Nadie se ha beneficiado más del
rechazo del mérito y de la falta de una administración basada en él que esa
morralla innumerable que compone la parte más mediocre y parasitaria de la
clase política, el esperpento infame de los grandes corruptos y el hormiguero
de los arrimados, los colocados, los asesores, los asistentes, los chivatos,
los expertos en nada, los titulares de cargos con denominaciones gaseosas, los
emboscados en gabinetes superfluos o directamente imaginarios. Unos serán
cómplices de la corrupción y otros no, pero todos contribuyen a la atmósfera
que la hace posible y debilitan con su parasitismo el vigor de una
administración cada vez más pobre en recursos materiales y legales y por lo
tanto más incapaz de cumplir con sus obligaciones y de prevenir y atajar los
abusos. Una cultura civil muy degradada ha fomentado durante demasiado tiempo
en España el ejercicio del poder político sin responsabilidad y la reverencia
ante el brillo sin mérito. Caudillos demagogos y corruptos han seguido gobernando
con mayorías absolutas; gente zafia y gritona que cobra por exhibir sus
miserias privadas disfruta del estrellato de la televisión; ladrones notorios
se convierten en héroes o mártires con solo agitar una bandera.

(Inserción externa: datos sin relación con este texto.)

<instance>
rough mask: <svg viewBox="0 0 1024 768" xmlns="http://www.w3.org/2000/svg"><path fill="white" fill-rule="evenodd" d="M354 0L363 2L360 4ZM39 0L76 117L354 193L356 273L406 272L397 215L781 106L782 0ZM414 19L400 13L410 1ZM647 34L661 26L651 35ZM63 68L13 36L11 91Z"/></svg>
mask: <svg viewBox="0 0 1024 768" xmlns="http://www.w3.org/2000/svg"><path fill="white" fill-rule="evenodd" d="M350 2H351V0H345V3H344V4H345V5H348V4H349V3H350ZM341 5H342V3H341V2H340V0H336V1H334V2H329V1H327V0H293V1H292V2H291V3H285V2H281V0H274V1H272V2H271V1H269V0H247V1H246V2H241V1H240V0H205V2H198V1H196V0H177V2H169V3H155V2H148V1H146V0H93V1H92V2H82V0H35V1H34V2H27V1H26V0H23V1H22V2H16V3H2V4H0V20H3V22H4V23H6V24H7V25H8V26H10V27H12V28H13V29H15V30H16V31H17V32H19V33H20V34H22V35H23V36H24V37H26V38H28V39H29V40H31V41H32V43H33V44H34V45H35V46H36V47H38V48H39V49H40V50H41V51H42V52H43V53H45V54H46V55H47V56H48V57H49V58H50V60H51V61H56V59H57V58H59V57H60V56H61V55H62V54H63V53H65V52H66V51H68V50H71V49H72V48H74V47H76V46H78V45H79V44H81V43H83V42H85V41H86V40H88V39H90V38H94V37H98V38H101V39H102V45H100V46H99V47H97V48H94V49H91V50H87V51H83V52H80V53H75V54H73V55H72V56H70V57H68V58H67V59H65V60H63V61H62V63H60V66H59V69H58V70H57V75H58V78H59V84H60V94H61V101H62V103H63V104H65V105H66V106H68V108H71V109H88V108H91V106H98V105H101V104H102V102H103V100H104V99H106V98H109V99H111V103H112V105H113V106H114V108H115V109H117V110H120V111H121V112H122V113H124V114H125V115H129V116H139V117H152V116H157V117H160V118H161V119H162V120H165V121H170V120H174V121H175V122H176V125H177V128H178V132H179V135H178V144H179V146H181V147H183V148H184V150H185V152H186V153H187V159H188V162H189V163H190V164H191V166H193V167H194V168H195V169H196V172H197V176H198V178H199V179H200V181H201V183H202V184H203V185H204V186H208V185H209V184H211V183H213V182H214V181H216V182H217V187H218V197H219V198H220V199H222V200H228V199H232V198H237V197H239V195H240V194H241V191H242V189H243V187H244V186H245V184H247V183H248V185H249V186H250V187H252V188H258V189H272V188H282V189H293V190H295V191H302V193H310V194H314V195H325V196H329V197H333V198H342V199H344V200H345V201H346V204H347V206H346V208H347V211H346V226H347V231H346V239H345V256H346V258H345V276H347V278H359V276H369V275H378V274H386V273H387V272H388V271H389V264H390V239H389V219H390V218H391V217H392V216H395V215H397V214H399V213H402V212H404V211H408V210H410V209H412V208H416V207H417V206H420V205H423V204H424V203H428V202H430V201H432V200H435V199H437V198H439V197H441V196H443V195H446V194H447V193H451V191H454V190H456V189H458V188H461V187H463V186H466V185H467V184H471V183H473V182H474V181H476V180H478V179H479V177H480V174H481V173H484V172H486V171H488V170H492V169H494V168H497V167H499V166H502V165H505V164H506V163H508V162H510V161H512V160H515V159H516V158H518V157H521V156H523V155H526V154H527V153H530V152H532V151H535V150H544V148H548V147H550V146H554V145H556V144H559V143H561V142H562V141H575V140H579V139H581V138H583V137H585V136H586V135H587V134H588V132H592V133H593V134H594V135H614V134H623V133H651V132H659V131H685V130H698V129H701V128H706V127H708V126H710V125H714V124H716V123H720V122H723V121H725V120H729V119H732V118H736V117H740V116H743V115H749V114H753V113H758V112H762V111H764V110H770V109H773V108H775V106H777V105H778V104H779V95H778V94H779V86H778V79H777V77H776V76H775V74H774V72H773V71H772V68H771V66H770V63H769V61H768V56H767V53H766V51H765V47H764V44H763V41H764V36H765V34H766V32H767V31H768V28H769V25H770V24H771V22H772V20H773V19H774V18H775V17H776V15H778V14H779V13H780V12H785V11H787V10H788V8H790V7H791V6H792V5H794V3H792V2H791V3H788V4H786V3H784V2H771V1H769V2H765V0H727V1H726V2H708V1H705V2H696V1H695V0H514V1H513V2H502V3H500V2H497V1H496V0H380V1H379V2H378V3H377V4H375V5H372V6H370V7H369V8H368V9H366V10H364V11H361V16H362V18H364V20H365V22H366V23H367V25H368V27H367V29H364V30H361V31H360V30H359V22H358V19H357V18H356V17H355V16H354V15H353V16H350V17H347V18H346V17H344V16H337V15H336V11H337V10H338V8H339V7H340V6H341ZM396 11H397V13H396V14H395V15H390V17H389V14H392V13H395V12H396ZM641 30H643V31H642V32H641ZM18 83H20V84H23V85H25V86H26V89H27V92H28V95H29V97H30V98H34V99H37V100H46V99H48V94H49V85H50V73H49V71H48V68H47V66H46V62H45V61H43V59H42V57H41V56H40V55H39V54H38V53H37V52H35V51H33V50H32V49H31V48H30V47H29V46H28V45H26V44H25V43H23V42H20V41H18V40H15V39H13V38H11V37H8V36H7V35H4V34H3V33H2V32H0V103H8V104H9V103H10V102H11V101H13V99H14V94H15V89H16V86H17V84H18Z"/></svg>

Esta es una época muy propicia
a la búsqueda de chivos expiatorios y soluciones inmediatas, espectaculares y
tajantes —es decir, milagrosas—, pero lo muy arraigado y lo muy extendido solo
puede arreglarse con una ardua determinación, con racionalidad y constancia,
con las herramientas que menos se han usado hasta ahora en nuestra vida
pública: un gran acuerdo político para despolitizar la administración y hacerla
de verdad profesional y eficiente, garantizando el acceso a ella por criterios
objetivos de mérito; y otro acuerdo más general y más difuso, pero igual de
necesario, para alentar el mérito en vez de entorpecerlo, para apreciarlo y
celebrarlo allá donde se produzca, en cualquiera de sus formas variadas, el
mérito que sostiene la plenitud vital de quien lo posee y lo ejerce y al mismo
tiempo mejora modestamente el mundo, el espacio público y común de la
ciudadanía democrática.”
Cuanto más meritocracia (algo propio de la
“Human Age Companies”), menos corrupción y viceversa. A quienes quieran
entender este desagradable fenómeno, que tanto mina el Capital Social, le
recomiendo que lean a George Loewenstein, uno de los padres de la Economía
Conductual, que ha demostrado científicamente que no es una cuestión de maldad,
sino de “amigos con posibles” (la política hace malos compañeros de cama”) y
vías para mantener un ritmo de vida que no está en sus posibilidades (los
corruptos necesitan de corruptores). En su espléndido ‘Why good accountants
make bad audits’ (HBR, 2002) insiste en que “el verdadero problema no es de
corrupción consciente, sino de sesgo inconsciente”. Citando a Marina, lo que se
rompe cuando se co-rompe es la integridad. “Lo que define a una sociedad justa
es que se puede ser decente sin necesidad de ser heroico”. José Antonio nos
recuerda que se trata de un virus, y que lo infectan los “free-riders”, los
gorrones. Como los políticos que no son servidores públicos sino que se sirven
de lo publico. No pasarán del 20%, pero ensucian a toda la profesión y a toda
la sociedad. Estoy con el maestro Marina en que no se puede ser tolerante con
lo intolerable, porque nos jugamos mucho.
Mi gratitud a l@s polític@s honest@s, que
siguen ahí con la que está cayendo, a l@s buen@s periodistas que denuncian la corrupción
y a quienes hicieron posible hace 25 años el denigrante Muro de Berlín. Como nos ha recordado hoy Carlos Ongallo, desgraciadamente quedan otros Muros en el planeta.